All objects are store in cpu memory. The only thing that can be using GPU memory are tensors (from all pytorch objects). So the gpu memory used by whatever object is the memory used by the tensors on the gpu that it contains.


Thank you for the detailed reply @albanD! Regarding the other objects in the gpu, so are you saying that the functions which tracks the graph for each tensors etc are stored in cpu?

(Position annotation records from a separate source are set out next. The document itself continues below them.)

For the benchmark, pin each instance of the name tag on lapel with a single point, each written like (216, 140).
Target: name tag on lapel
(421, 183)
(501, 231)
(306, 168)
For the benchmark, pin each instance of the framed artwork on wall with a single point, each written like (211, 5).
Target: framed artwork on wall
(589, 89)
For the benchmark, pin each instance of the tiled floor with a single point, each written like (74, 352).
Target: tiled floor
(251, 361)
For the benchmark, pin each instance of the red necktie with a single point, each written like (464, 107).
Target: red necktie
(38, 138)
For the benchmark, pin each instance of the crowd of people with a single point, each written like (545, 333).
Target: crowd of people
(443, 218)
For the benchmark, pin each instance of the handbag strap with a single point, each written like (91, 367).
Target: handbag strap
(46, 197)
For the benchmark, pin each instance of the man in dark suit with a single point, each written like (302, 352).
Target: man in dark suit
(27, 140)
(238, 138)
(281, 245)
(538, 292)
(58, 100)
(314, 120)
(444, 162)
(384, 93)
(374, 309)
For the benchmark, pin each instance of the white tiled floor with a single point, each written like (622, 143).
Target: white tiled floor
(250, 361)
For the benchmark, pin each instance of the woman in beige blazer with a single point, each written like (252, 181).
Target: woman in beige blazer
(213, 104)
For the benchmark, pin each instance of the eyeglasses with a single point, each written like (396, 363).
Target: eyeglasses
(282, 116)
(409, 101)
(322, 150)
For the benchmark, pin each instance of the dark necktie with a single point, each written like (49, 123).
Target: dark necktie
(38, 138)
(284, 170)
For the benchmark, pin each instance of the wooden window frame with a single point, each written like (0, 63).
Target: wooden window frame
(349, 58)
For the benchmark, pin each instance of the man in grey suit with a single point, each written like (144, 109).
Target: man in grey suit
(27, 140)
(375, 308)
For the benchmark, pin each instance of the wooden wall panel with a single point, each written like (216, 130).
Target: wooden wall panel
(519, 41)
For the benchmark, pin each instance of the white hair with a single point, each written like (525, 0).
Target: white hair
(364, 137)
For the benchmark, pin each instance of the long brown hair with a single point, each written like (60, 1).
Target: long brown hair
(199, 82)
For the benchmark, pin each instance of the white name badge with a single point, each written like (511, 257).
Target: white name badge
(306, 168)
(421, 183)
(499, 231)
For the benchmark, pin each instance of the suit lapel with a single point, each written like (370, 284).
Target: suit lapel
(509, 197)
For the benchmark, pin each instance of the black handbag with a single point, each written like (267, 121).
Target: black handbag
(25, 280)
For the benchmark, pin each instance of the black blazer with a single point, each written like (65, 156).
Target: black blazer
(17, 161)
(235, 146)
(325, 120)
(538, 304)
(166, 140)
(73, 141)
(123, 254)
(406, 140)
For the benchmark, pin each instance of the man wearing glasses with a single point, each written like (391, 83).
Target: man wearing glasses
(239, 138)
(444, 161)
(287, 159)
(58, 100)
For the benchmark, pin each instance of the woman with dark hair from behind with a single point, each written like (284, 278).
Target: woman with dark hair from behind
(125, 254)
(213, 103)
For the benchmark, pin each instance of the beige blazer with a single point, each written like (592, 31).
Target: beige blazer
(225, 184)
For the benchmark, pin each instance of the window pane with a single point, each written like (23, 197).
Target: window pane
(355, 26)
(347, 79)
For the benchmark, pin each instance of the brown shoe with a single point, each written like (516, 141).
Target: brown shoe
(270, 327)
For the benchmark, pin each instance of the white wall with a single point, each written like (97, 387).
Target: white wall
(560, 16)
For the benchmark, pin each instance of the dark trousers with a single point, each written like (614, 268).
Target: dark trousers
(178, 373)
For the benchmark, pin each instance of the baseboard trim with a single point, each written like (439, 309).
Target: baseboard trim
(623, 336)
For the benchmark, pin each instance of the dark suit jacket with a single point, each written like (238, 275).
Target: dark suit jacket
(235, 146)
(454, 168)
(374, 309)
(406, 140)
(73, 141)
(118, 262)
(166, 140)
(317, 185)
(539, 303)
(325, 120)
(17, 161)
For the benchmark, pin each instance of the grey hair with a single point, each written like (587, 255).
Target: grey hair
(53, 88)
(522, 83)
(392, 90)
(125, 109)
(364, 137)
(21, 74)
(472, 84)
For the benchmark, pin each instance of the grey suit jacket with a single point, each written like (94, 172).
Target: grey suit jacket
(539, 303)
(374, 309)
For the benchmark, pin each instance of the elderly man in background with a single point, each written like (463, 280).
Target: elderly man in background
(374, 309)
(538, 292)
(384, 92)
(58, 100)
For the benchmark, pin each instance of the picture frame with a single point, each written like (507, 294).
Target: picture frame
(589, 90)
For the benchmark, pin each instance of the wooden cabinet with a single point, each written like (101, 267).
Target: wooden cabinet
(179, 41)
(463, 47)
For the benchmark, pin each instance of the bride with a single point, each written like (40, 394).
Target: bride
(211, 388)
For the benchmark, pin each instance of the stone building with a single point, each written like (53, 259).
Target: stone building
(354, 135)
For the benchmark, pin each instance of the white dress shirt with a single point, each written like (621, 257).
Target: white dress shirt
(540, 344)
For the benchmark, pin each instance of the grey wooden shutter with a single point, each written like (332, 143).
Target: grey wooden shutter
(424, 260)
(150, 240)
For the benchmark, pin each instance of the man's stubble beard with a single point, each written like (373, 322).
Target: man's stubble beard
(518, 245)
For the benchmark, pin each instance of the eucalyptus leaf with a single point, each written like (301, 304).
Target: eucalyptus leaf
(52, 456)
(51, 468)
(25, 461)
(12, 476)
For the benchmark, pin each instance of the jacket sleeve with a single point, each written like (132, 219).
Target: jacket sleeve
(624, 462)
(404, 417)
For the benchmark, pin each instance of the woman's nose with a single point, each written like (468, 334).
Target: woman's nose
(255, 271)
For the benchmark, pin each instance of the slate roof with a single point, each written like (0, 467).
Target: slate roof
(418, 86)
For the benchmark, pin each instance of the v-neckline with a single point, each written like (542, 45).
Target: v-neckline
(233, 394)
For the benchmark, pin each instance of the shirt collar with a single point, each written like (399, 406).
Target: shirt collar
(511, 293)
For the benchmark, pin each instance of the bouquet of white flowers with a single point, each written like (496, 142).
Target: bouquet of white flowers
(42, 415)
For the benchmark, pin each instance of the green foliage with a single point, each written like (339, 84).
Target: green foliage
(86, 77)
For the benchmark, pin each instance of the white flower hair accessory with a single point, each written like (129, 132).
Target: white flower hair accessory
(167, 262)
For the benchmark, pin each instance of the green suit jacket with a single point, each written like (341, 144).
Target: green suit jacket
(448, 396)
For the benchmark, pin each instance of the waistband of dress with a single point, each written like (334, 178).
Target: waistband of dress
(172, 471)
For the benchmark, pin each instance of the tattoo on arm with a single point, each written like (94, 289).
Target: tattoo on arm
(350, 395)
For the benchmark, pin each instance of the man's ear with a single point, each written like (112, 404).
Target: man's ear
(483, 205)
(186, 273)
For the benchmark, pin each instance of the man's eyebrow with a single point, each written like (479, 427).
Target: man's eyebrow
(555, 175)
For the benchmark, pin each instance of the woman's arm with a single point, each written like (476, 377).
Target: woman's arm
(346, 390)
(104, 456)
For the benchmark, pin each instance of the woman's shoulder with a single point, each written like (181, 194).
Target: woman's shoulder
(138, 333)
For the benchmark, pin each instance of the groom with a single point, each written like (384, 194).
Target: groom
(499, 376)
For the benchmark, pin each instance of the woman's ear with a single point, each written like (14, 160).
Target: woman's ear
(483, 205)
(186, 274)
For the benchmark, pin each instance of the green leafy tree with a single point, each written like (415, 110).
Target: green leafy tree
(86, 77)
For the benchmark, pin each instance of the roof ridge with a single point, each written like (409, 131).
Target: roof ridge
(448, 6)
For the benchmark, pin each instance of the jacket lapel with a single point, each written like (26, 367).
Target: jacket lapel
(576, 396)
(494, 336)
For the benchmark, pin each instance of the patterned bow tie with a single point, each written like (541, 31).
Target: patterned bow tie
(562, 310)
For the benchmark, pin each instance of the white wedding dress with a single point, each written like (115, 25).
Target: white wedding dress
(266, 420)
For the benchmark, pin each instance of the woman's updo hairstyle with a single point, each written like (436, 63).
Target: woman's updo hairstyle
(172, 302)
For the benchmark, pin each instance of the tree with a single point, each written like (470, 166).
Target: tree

Yes, they don’t actually need to be on GPU (and can’t). Only Tensors need to be there to perform operations on them.

1 Like

I have a followup question: How do you determine how much memory the computational graph of
a tensor occupies in memory? This is important to know sometimes for memory-bottlenecked networks as one can move the network to a less memory hungry model (if such model exists) but with comparable performance (for example GRU instead of LSTM).

1 Like

Does nelement take into account duplicated memory in a view object? If I understand correctly the memory requirements for img and img_3_dims should be the same!

I.e. this this code

img.shape, type(img)
(torch.Size([256, 256]), <class 'torch.Tensor'>)
img.element_size(), img.nelement()
(4, 65536)
img_3_dims = img.view(img.shape + (1,)).expand(-1,-1,3)
img_3_dims.element_size(), img_3_dims.nelement()
(4, 196608)


The formula above only works for contiguous Tensors.
If you start to play with strides (what expand does) or slicing, it will be come very complex to know the memory usage. But such Tensors should be fairly rare in regular applications.

Thanks for clarification @albanD

I used the line of code below to convert a gray-scale image to a 3-channel image so I can use my data with a pretrained model (for RGB input), without using triple the memory. I was hoping to confirm I was saving memory using view() and expand(), but I can’t find a way to explicitly measure this? Otherwise, I’ll probably just assume it’s doing what I think :slight_smile:

img_3_dims = img.view(img.shape + (1,)).expand(-1,-1,3)

Both expand and view are never allocating memory. So if you only use these, you can be sure that you don’t use extra memory.

1 Like